A pair of the officials of the place passed as I spoke. They looked at me with a threatening glance, and half paused, but then passed on. It was I now who hurried my companion along. I recollected him now. He was a man who had met me in the streets of the other city when I was still ignorant, who had convulsed me with the utterance of that name which, in all this world where we were, is never named but for punishment,—the name which I had named once more in the great hall in the midst of my torture, so that all who heard me were transfixed with that suffering too. He had been haggard then, but he was more haggard now. His features were sharp with continual pain; his eyes were wild with weakness and trouble, though there was a meaning in them which went to my heart. It seemed to me that in his touch there was a certain help, though he was weak and tottered, and every moment seemed full of suffering. Hope sprang up in my mind,—the hope that where he was so eager to go there would be something better, a life more livable than in this place. In every new place there is new hope. I was not worn out of that human impulse.
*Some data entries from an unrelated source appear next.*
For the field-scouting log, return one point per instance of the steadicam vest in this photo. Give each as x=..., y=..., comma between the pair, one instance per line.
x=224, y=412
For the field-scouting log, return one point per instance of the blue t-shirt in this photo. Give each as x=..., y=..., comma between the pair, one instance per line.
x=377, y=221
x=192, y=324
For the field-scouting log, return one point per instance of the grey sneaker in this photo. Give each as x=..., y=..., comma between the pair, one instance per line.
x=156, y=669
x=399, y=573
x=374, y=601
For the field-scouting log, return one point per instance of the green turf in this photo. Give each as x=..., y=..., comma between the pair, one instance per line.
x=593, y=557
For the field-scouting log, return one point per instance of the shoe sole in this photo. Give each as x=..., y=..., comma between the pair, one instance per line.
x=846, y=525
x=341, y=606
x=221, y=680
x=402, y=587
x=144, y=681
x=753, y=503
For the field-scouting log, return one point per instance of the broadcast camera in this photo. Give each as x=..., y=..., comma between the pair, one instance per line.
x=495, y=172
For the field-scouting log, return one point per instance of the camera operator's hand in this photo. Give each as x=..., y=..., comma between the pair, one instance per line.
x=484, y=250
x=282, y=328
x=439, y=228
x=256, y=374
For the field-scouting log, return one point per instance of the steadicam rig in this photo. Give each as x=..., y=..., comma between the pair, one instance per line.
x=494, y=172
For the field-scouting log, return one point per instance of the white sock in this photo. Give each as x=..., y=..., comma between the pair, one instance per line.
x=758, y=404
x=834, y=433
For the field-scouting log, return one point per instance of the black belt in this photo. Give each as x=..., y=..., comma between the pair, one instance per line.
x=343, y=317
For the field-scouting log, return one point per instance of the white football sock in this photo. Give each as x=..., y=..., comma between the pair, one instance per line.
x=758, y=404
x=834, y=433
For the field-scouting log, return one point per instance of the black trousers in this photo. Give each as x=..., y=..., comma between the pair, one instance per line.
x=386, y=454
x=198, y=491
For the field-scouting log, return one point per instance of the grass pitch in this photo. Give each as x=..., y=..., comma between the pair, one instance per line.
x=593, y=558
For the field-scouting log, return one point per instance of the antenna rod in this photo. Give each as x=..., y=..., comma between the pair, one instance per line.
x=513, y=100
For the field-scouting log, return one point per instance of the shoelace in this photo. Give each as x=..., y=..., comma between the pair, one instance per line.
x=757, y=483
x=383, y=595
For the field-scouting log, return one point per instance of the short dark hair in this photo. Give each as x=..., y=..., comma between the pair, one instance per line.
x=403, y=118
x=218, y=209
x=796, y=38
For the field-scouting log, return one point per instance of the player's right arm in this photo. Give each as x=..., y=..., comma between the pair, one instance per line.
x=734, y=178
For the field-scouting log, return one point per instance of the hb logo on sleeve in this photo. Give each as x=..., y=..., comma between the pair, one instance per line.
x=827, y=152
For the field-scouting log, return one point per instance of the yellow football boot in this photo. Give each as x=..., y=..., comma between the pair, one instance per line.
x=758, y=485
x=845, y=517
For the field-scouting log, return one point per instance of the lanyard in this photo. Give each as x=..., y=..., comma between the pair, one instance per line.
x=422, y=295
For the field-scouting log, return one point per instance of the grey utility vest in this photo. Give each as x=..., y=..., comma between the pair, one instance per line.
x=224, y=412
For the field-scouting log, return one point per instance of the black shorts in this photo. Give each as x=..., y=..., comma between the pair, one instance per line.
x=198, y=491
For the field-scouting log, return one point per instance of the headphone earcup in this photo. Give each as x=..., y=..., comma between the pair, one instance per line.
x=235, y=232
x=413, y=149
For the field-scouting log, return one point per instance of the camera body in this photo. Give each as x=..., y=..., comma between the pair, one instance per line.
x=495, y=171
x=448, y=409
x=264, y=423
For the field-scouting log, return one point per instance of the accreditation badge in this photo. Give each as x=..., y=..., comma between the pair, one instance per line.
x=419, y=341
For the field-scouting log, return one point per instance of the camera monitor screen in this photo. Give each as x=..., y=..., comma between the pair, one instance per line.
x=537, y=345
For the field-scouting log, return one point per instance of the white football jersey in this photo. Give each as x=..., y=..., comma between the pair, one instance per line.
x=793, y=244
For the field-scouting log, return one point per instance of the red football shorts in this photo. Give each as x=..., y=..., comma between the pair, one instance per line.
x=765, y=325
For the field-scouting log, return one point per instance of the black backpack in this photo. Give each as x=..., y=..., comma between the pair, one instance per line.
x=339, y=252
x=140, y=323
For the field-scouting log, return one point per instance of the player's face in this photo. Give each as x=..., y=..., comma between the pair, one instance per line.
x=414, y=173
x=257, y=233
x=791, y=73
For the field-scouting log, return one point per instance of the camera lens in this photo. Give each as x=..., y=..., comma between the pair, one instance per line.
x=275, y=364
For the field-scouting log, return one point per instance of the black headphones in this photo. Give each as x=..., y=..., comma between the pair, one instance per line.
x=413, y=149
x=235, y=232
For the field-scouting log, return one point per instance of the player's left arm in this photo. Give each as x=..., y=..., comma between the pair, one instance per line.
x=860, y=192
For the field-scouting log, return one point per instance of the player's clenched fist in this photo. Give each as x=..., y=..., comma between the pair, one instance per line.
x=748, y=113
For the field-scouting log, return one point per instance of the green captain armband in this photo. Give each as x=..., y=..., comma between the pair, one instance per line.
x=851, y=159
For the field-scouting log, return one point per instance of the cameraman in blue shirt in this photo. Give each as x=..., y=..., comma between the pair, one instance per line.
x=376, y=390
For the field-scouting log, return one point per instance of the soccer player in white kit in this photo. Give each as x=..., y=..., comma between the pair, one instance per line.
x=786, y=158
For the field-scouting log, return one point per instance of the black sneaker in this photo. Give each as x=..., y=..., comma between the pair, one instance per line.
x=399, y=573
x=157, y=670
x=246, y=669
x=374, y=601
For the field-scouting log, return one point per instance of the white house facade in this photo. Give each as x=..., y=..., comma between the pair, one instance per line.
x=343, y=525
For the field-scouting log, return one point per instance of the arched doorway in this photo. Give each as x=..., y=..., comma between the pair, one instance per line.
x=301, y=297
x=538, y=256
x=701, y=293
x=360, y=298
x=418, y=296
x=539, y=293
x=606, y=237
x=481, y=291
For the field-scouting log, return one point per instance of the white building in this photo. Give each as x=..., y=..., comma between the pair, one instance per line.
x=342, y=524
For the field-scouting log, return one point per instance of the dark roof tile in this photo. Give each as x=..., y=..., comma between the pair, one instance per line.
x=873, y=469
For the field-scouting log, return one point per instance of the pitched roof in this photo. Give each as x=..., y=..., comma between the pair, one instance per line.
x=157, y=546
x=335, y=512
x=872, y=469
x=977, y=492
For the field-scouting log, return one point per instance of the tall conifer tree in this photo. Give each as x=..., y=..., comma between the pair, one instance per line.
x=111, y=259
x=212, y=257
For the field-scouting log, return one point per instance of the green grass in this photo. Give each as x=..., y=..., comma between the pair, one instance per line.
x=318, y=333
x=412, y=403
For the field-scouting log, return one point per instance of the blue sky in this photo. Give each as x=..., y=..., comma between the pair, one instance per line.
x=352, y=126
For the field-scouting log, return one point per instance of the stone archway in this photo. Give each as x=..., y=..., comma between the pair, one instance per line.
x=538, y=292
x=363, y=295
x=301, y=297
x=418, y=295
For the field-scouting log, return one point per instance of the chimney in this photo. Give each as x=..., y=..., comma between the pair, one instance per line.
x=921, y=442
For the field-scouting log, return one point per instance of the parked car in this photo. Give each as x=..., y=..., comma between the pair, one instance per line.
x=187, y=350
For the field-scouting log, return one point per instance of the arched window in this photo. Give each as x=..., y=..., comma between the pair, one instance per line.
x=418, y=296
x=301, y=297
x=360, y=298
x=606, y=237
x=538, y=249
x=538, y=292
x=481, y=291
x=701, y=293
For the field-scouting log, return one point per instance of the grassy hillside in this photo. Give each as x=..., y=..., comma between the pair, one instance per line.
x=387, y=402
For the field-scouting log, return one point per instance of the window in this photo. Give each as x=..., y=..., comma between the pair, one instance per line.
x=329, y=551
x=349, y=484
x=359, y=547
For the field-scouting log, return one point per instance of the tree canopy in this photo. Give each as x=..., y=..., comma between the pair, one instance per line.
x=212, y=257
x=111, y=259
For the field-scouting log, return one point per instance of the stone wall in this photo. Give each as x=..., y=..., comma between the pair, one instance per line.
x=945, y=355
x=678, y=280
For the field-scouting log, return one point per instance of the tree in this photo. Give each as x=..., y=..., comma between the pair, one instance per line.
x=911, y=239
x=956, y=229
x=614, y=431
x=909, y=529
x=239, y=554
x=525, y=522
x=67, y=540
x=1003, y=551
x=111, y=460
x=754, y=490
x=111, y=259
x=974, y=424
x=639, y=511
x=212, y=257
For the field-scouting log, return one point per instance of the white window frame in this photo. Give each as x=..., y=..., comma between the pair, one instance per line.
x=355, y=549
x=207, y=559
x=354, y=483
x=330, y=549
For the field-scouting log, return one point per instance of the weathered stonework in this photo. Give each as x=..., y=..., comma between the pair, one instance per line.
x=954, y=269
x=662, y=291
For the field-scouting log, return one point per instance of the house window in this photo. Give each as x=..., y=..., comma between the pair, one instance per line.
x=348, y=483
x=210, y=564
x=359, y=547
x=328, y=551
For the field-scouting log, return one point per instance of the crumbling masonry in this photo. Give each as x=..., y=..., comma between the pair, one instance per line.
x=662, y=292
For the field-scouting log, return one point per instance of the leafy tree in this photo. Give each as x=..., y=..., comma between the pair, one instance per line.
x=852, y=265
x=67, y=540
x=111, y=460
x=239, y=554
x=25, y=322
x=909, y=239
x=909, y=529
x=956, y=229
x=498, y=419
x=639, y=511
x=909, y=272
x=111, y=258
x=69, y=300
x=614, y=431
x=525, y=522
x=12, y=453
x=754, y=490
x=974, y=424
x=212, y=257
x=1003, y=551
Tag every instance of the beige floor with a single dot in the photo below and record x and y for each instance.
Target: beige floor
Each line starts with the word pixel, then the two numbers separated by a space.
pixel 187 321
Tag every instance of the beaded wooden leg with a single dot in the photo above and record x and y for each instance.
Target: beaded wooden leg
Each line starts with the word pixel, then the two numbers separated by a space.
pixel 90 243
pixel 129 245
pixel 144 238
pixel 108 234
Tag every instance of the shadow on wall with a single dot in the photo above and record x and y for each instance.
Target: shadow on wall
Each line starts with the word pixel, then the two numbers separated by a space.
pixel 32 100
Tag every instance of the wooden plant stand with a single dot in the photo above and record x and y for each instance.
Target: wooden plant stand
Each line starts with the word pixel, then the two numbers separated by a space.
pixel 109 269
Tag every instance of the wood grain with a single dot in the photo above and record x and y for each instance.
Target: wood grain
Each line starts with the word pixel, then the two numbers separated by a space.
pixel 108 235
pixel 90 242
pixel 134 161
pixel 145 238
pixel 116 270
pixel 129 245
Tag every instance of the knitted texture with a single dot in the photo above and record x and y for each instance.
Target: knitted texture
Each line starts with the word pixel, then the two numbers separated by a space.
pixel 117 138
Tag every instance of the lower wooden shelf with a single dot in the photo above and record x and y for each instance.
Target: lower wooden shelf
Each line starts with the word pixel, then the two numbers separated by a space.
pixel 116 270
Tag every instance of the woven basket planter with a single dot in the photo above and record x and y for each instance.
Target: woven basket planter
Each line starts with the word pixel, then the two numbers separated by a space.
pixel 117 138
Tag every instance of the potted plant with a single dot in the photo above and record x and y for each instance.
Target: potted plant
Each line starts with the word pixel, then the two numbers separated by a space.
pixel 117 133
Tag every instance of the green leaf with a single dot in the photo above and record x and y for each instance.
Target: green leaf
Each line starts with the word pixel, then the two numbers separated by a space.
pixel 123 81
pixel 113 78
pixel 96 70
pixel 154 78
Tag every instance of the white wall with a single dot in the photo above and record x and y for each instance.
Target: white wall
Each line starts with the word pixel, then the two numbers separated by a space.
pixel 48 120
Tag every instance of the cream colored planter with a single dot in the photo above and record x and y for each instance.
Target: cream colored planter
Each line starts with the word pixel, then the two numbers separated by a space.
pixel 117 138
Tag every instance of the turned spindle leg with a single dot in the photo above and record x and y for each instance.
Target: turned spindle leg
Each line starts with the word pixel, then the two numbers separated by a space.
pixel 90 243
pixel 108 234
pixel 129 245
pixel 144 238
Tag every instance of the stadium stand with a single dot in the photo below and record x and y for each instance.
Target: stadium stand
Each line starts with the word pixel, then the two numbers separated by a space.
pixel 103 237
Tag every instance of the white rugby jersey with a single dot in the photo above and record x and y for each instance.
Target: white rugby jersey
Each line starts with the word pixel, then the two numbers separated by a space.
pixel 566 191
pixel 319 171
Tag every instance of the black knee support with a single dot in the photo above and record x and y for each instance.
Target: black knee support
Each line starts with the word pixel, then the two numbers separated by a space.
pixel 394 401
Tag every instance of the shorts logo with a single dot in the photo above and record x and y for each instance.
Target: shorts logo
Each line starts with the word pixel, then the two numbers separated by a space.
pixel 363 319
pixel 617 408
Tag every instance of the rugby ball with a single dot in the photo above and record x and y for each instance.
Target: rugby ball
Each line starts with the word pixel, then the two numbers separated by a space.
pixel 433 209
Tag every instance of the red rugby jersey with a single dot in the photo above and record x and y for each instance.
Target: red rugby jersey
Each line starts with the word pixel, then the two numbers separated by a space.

I forgot the nightmare which had crushed me before,—the horrible sense that from myself there was no escape,—and holding fast to his arm, I hurried on with him, not heeding where. We went aside into less frequented streets, that we might escape observation. I seemed to myself the guide, though I was the follower. A great faith in this man sprang up in my breast. I was ready to go with him wherever he went, anywhere—anywhere must be better than this. Thus I pushed him on, holding by his arm, till we reached the very outmost limits of the city. Here he stood still for a moment, turning upon me, and took me by the hands.